Beberapa pejabat Iran, termasuk Presiden Ebrahim Raisi dan Pemimpin Tertinggi Ali Khamenei, telah bersumpah akan membalas Israel.
Serangan udara tersebut meratakan konsulat Iran di ibu kota Suriah, Damaskus, dan menewaskan beberapa orang, termasuk seorang perwira senior Korps Garda Revolusi (IRGC), Brigadir Jenderal Mohammad Reza Zahedi.
Perwira IRGC Brigadir Jenderal Mohammad Hadi Haji Rahimi juga tewas dalam serangan tersebut, bersama dengan lima penasihat dan pejabat lainnya.
Israel “akan mendapat ganjaran” atas serangan udara Damaskus, kata Khamenei pada tanggal 3 April.

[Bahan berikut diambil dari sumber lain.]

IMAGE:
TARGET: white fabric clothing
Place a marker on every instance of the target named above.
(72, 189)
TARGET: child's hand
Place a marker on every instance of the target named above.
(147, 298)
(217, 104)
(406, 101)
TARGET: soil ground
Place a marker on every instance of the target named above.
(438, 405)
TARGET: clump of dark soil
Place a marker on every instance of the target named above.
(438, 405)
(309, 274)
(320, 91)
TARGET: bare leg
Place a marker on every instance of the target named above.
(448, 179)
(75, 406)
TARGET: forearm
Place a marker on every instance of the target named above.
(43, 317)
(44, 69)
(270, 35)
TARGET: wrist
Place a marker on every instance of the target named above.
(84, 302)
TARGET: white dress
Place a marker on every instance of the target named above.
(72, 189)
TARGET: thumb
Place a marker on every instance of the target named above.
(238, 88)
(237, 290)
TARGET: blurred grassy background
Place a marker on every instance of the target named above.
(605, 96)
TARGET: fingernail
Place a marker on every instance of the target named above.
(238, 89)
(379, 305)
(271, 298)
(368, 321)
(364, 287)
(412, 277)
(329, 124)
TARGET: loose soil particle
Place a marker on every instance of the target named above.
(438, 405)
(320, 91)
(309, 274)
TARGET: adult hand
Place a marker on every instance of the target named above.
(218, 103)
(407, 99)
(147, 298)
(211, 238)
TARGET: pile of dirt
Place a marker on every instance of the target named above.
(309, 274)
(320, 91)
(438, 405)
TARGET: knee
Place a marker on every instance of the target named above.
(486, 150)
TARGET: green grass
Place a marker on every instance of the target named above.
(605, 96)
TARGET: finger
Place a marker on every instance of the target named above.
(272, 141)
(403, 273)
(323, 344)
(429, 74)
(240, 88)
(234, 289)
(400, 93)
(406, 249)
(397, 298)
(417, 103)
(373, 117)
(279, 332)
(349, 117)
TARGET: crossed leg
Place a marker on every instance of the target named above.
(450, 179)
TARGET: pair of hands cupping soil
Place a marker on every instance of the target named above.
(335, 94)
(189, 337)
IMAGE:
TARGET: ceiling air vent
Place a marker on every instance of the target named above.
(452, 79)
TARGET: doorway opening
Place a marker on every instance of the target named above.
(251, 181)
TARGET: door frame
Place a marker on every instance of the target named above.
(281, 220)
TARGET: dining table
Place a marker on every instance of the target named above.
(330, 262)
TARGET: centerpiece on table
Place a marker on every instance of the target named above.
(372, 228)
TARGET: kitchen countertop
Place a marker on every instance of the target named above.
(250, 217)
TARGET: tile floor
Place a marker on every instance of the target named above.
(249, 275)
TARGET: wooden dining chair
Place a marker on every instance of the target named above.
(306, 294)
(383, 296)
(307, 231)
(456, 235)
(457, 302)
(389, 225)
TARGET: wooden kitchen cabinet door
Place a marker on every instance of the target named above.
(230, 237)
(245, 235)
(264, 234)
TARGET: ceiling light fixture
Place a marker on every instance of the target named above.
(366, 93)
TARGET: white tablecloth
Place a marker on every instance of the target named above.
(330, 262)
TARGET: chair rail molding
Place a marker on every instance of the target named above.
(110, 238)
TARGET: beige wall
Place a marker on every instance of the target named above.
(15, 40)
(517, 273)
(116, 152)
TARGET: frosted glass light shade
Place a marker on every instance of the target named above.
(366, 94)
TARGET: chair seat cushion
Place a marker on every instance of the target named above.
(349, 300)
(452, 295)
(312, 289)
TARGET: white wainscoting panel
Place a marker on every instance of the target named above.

Iran “telah menahan diri [di masa lalu], tetapi sangat penting untuk mengakui bahwa ada batas-batas kesabaran,” duta besar Iran untuk PBB, Zahra Ershadi, mengatakan di Dewan Keamanan pada tanggal 2 April.
Ia menambahkan, “Kejahatan ini secara terang-terangan melanggar prinsip dasar kekebalan diplomatik dan konsuler dan secara terang-terangan melanggar Konvensi Hubungan Diplomatik 1961, Konvensi Wina 1963 tentang Hubungan Konsuler, dan Konvensi Pencegahan dan Penghukuman Kejahatan terhadap Orang-Orang yang Dilindungi Secara Internasional, termasuk Agen-Agen Diplomatik 1973.”